SUMMER holidays are all very well but we're going to talk about the collateral damage. Today we will not be examining the broken marriages, the screaming hangovers or the delinquent children, but the pets. Put it another way, there are those of us who are not on our summer holidays. We're the ones who are left holding the guinea pigs.
Perhaps you have never thought much about guinea pigs. Try to maintain this commendable position for as long as you can. Or, if you are curious about guinea pigs, there is always Guinea Pigs World Forum on the web.
That'll tell you all you ever needed to know about guinea pigs . . . and a whole lot more.
However, there are those of us who have had guinea pigs thrust upon us.
By the people we live with. Who volunteered to look after guinea pigs.
For three weeks. While their sister is in America.
And so Sweetheart and Princess came into our lives. Except that Sweetheart's owner wasn't too sure that Sweetheart was her pet's name. It's tough when you are six. "I don't really like the name Sweetheart anymore, " said the proud owner. "I just call her Sweetie or . . . I don't know. Bye."
Guinea pigs are big on accessories. Whojumiflip and Princess arrived accompanied by two large cages and a lot of plastic bags filled with straw and a feeding bowl inscribed, rather disappointingly, with the word guinea pig. Just in case you forgot who they were.
If only you could forget. Friends and relatives were extremely unhelpful. "Surely there are kennels for guinea pigs, " they said airily. There are, and we're living in them. "Rodents, " they said. "They give rats a good name." As if that were possible.
But mostly our warm and loving circle of emotional support had just one thing to say about guinea pigs and that was "See ya!"
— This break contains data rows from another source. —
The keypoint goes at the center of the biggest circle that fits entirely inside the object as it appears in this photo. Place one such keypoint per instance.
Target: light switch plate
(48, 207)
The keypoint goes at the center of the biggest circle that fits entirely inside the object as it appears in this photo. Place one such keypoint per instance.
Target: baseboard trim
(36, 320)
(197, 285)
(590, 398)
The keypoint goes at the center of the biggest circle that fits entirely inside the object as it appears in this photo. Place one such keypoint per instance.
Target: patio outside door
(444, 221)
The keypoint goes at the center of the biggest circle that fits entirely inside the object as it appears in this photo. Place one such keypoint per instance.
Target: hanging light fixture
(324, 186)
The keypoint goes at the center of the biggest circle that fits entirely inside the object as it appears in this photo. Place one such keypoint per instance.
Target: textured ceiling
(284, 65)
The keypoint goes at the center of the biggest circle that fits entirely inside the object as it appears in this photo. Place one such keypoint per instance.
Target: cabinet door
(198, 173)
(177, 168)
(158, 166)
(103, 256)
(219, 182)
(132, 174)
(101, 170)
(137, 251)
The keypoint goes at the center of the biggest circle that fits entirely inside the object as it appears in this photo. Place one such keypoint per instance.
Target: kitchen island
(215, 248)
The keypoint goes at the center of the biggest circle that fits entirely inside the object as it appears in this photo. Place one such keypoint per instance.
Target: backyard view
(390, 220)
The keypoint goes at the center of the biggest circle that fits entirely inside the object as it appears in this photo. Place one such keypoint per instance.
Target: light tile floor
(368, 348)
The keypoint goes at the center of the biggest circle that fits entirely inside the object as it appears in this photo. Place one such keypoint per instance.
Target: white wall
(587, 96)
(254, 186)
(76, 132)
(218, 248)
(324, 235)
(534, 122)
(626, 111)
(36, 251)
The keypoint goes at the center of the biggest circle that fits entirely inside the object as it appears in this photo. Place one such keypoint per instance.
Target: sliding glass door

Except for a wonderful couple of days, when the guinea pigs went to stay on the northside in a house with a dog and a couple of cats, they have been our responsibility ever since.
The guinea pigs had a great time on the northside, running around and rubbing noses with the dog. They jumped in the air, which, as we all know from Guinea Pigs World Forum, is a sign of guinea-pig happiness. Then we got the phone call: take them back.
The guinea pigs returned to the monotony of our back garden.
Guinea pigs make a strange sound, like Donald Duck under water. Guinea pigs eat their own faeces, straight out of their bums. Which is nice. I've never actually seen this fascinating sight, because I try to look at the guinea pigs as little as possible. But Guinea Pigs World Forum says that you must not stop the guinea pigs doing it (as if. . . ) because they need the protein.
During the day, the guinea pigs live in a large cage in the garden, which is a sort of guinea pig Guantanamo.
On top, we place their smaller cage, the old trap door from the attic and a drawing board. Because guinea pigs are very susceptible to sunstroke.
Occasionally I shove in a bit of clover.
But mostly I just swear at the guinea pigs, because Guantanamo blocks my route to the washing line and to the compost heap and humans have their routes through the forest too.
When the nights were colder, the guinea pigs were removed from Guantanamo and placed in their smaller cage in the kitchen.
I consider this disgustingly unhygienic and a health hazard. You come down in the morning and the whole place smells of straw; a nice smell but somehow incongruous when you're trying to have your damn breakfast.
And now it's almost over. The baser half of me is wondering what sort of super-fantastic present you get for looking after revolting pets for idle holidaymakers. The better half . . . the one who has fed them and changed their bedding and peeled carrots for them on a regular basis . . . is saying "Look, we're lucky we didn't get the fish to mind as well."
The fish are in an inner-city office.
One of them has already died, and the hunt is on for a replacement. Next year, we're taking the fish.